Edited by Ad Man Gamer, May 4 2010, 7:31pm :

SHoTTa35 said,
Probe - snickering.

Anyways, hopefully they aren't breaking any laws here.

What is interesting here is at what point can a platform no longer be regulated by the producers of said platform. Surely, there is still something call capitalism and consumer choice. People vote with their bucks. If people are dissatisfied with Apple's policies then there are plenty of choices and healthy competition out there, especially in the smartphone market.

At the same time, I totally understand the need for regulation in some markets. Certainly ideas like standardized connectors for charging and data communication are a good thing that help protect consumers. Certainly open standards are a good thing that help ensure a level playing field.

I'm really not sure if Apple is in the right or in the wrong. Verizon Wireless has their whole non-smartphone "app" marketplace that is tightly regulated by them.
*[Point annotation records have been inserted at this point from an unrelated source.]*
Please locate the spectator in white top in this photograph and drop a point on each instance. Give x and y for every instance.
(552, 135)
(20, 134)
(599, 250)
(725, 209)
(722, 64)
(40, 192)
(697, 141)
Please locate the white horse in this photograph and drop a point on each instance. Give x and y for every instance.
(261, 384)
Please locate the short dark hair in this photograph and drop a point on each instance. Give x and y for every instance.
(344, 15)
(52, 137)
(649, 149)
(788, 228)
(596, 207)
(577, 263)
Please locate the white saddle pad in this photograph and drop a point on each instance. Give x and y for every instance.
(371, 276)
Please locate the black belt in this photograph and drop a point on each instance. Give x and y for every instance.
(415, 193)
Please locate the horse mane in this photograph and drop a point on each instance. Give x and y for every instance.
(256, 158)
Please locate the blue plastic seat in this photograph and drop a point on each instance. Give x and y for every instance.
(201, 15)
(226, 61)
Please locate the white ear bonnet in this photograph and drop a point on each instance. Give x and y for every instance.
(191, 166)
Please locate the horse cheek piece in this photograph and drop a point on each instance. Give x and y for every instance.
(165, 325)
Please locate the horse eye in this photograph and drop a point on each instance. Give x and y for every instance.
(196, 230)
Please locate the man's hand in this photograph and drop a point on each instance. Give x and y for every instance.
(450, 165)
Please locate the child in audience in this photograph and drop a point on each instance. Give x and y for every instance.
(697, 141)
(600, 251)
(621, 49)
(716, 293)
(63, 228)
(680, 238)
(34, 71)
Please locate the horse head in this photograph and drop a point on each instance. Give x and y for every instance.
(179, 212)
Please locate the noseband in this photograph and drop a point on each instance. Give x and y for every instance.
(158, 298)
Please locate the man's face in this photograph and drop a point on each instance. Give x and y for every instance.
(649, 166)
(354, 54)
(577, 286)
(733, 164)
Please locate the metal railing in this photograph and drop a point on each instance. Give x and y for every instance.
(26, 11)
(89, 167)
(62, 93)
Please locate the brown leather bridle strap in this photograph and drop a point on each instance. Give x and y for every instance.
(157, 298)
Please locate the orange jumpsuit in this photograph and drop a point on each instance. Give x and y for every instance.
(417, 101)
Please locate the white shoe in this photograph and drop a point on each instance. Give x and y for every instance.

If Adobe was trying to inject Flash onto one of these devices they would no doubt see the same resistance from VZW, and I doubt many people would complain. Would then VZW be probed for anti-competitive practices? I think not... Where is the line drawn? Should the line be drawn closer to a more popular product and ignored for less popular products?

Edited by Shadrack, May 3 2010, 4:08pm :

Shadrack said,

Where is the line drawn? Should the line be drawn closer to a more popular product and ignored for less popular products?

That seems to be how it always is. For example, Apple allowing OSX to only run on Apple hardware. That's anti-competitive, yet people don't consider it monopolistic since OSX is not used by the majority of users.

agreenbhm said,

That seems to be how it always is. For example, Apple allowing OSX to only run on Apple hardware. That's anti-competitive, yet people don't consider it monopolistic since OSX is not used by the majority of users.

I agree, that is anti-competitive. If Mac OS X was THE business standard, then they would have all the government regulation in the world down their throat. At the same time, Windows being as open as it is (in regards to hardware compatibility) was a big contributor to its success and helped to make it THE business standard. But that wasn't government regulation, that was the effects of a free market. Businesses (in general) didn't like the idea of being tied to one computer producer, and they voted with their bucks for Windows because of that (or at least in some part because of that).